It was only a matter of time before the chairman of the Auckland District Health Board, Wayne Brown, offended the doctors in his charge. Mr Brown speaks his mind and is not much given to dressing his thoughts in delicate phraseology. Doctors, on the other hand, are trained to do exactly that. They seem particularly disturbed at some blunt comments he made when he was profiled on television.
The editing deprived the remarks of much context but they gave the flavour of the man. He seemed to doubt the value of some of the work of junior doctors, now a greater expense for hospitals, and believed nurses could do better. And while doctors worked hard, he said, so did many other people. Pouring concrete for example. Try doing that all day. That was hard work.
Medical professionals are accustomed to a high degree of respect for their work - from grateful patients, from supporting staff, from the public which holds them in high esteem, from politicians who do not dare challenge that mana and, normally, from administrators who defer to their expertise. They are not used to a health board chairman who seems determined to remove their mystique and scrutinise their performance as he would any other organisation. And he has led many.

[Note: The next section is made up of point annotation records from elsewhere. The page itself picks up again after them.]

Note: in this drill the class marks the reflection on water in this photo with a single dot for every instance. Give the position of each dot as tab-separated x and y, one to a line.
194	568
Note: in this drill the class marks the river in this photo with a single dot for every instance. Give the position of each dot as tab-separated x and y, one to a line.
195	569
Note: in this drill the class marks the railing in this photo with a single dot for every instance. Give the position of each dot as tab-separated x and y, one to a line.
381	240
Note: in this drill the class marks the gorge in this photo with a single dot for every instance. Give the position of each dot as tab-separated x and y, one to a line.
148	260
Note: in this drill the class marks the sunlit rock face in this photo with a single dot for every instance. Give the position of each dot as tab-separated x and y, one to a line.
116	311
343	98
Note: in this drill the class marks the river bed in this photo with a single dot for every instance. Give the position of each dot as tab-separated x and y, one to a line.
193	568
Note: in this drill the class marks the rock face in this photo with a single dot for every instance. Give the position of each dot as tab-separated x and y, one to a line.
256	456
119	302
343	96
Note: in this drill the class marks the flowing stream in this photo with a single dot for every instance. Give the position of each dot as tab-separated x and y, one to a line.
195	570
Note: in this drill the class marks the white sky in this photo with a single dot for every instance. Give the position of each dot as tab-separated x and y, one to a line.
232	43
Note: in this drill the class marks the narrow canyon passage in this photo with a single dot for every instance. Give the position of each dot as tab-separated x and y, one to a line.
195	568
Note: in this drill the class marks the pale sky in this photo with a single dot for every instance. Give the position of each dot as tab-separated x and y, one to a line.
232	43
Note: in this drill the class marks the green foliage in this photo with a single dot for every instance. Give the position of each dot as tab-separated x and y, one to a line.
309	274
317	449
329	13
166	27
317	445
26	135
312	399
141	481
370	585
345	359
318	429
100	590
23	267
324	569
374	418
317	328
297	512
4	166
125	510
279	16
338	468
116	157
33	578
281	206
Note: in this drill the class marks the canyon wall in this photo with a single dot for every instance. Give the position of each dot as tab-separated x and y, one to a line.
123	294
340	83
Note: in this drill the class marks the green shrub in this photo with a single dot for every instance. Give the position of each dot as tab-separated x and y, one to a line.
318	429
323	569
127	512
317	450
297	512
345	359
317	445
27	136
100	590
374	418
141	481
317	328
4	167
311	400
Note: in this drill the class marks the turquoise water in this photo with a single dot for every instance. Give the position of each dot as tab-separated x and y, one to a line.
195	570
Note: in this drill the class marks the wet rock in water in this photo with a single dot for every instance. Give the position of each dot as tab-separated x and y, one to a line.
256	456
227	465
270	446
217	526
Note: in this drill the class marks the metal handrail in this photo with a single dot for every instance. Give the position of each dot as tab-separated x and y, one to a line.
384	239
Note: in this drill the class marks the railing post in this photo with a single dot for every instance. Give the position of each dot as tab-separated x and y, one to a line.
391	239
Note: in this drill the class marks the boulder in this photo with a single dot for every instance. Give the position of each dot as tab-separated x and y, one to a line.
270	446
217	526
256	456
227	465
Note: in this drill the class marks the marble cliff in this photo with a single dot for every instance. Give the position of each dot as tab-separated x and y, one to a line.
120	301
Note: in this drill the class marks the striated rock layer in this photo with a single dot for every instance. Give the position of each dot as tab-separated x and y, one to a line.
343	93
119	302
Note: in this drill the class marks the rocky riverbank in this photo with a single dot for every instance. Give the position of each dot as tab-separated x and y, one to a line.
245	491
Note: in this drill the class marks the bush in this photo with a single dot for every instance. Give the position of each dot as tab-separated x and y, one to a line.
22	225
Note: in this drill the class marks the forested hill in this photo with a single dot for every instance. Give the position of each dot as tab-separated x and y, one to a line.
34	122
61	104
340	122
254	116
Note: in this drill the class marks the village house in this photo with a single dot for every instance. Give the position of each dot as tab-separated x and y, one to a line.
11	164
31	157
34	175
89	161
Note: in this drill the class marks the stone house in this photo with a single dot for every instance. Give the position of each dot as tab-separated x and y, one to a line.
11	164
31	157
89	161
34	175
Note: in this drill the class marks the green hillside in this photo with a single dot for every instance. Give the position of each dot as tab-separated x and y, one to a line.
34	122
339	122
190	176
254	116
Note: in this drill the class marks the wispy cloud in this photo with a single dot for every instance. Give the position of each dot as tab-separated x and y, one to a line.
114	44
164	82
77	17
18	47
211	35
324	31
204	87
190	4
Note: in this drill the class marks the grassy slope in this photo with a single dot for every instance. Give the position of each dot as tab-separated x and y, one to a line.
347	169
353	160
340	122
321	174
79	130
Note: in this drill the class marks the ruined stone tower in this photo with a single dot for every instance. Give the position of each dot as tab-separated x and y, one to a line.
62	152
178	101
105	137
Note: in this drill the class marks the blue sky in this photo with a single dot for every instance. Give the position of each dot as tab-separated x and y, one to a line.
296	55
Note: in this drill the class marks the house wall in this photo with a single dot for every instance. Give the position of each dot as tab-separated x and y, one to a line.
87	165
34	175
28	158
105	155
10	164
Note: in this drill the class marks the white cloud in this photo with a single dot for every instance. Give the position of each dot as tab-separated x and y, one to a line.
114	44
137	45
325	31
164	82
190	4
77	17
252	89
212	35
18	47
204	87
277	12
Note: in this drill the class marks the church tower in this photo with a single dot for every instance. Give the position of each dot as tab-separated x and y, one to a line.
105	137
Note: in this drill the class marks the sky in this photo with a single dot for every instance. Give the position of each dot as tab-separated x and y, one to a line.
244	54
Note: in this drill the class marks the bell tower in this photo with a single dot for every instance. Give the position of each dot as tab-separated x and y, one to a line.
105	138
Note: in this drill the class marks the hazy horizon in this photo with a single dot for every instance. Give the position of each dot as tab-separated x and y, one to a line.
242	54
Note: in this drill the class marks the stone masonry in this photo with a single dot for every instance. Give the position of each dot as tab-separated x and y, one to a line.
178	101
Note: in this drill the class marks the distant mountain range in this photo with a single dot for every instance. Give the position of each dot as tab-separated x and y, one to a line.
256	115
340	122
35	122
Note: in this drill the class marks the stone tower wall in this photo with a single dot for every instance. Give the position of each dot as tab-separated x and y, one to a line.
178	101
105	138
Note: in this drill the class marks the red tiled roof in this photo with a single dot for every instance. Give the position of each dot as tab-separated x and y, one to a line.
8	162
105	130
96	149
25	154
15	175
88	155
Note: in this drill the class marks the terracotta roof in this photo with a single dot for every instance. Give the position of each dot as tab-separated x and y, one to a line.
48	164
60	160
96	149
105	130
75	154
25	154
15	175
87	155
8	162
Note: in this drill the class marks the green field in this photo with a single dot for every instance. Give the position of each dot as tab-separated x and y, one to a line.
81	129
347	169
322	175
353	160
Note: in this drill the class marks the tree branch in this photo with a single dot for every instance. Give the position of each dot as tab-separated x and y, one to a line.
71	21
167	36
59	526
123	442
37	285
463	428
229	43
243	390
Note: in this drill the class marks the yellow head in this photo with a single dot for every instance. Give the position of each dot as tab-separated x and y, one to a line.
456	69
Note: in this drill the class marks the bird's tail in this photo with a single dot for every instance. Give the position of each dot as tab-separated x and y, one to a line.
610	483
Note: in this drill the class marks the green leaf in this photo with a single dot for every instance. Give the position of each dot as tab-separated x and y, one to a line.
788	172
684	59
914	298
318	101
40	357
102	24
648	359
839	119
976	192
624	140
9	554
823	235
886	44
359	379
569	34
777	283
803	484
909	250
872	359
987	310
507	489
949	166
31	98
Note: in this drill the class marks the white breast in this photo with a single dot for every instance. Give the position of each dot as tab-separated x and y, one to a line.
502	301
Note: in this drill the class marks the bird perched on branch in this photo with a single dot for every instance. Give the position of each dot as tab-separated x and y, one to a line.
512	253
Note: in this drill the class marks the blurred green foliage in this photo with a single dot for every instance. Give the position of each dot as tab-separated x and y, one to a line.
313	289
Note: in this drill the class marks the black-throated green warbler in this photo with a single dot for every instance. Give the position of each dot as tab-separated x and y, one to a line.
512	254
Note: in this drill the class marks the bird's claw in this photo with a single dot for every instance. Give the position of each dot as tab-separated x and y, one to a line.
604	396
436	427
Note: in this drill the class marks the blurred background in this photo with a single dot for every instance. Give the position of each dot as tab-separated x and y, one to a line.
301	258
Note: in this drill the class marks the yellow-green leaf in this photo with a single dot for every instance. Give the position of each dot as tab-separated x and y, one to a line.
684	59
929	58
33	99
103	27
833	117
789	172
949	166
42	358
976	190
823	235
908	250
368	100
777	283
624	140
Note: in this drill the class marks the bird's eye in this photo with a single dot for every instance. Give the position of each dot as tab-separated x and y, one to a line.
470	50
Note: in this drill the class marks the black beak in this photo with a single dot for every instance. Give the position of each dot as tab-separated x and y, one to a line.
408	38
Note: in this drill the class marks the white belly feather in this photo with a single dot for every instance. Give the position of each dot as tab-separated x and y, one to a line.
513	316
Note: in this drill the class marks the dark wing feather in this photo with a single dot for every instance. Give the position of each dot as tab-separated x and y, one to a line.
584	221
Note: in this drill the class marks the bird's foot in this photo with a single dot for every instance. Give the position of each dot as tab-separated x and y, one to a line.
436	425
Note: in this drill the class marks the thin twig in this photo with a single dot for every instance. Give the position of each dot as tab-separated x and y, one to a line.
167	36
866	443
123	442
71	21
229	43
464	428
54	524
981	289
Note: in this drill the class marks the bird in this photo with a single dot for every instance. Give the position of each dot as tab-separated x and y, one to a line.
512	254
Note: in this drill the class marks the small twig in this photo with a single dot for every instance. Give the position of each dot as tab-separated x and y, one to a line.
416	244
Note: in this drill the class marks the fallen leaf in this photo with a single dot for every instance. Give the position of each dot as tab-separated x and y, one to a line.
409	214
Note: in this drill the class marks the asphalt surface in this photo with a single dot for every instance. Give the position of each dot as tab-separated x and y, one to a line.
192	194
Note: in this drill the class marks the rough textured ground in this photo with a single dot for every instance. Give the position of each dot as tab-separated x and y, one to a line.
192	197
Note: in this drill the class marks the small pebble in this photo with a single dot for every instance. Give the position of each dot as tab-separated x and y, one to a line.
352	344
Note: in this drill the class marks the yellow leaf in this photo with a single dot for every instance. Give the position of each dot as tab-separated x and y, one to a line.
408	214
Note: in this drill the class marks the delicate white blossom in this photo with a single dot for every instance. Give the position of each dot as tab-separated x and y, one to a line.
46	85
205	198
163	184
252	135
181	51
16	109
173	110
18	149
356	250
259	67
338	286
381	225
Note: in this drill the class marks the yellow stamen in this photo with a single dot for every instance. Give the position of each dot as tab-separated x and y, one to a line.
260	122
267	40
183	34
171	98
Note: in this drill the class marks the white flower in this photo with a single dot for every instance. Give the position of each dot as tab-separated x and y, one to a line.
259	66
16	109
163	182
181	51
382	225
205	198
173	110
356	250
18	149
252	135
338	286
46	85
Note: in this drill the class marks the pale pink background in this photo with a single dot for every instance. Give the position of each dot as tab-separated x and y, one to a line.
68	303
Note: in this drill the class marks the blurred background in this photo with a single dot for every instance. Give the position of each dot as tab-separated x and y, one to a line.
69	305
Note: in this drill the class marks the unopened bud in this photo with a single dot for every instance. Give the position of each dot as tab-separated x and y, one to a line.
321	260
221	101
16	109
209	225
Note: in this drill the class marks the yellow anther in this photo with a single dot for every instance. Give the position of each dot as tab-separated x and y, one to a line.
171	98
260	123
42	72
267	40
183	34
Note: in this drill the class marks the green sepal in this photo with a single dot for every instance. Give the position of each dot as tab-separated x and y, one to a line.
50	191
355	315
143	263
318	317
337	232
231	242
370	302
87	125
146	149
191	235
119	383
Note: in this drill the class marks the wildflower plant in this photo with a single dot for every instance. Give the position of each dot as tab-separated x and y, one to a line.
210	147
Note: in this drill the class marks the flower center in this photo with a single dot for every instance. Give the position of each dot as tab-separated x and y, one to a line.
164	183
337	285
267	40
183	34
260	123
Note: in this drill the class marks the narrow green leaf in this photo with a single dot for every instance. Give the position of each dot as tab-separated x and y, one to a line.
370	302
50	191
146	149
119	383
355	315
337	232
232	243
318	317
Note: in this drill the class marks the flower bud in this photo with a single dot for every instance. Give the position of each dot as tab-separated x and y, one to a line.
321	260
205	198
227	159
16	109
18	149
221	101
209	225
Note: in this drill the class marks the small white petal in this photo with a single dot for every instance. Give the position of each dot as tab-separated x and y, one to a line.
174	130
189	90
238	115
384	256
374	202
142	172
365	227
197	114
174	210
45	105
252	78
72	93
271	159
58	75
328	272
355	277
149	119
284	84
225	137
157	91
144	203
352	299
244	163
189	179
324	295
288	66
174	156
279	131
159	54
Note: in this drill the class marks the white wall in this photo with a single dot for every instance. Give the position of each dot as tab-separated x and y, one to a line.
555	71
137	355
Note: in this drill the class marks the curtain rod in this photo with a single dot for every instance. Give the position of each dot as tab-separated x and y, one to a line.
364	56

Mr Brown, an engineer by trade, has also been chairman of the Land Transport Safety Authority, the electricity lines company Vector, Northland Health and, until somebody checked the regulations, the Tairawhiti District Health Board. Despite his gruff manner - or perhaps because of it - he seems to be in demand. Evidently only a regulation prevents a good, keen man from heading two district health boards at the same time.
The Government must have known when it made Mr Brown chairman of the country's largest health board that he did not deal gently with sacred cows. Inheriting a $72 million deficit in board operations, he took aim at the Starship children's hospital, among other expenses, questioning its need of a separate neurosurgery unit and its very name.
Now many doctors have seen him on television and the Association of Medical Specialists wants him sacked. He, in turn, is aggrieved to be criticised by professionals he has never met. That, too, is a sign of how he works. Mr Brown deliberately keeps himself at a distance from the organisations he is appointed to oversee. He lives in the Far North, commutes to Auckland for board meetings and says he does not even keep an office at Auckland Hospital.
None of this will endear him to doctors, whose need of hospital offices he is now also questioning, but the public should suspend judgment. District health boards are obliged to see that the services they administer produce the maximum value for the funds available. They must constantly scrutinise the way services are run and chairmen such as Mr Brown are probably more effective if they keep themselves removed from the organisation.
Staff in any organisation prefer to think their directors are led by someone who speaks their language, shares their attitudes, understands the particular pressures of their work and appreciates their efforts. Ideally, a district health board chairman would find the words to reassure doctors and other health professionals of his sympathies even as he or she keeps the pressure on them to reduce waste, improve services and restrain their rising costs.
And ideally doctors would realise that every organisation can benefit from detached scrutiny and a challenge to its self-regard. Taxpayers need strong, independent public health overseers as much as we need sympathetic doctors and timely services.
Feature: Our sick hospitals
<i>Editorial:</i> Hospital gets the hard word
AdvertisementAdvertise with NZME.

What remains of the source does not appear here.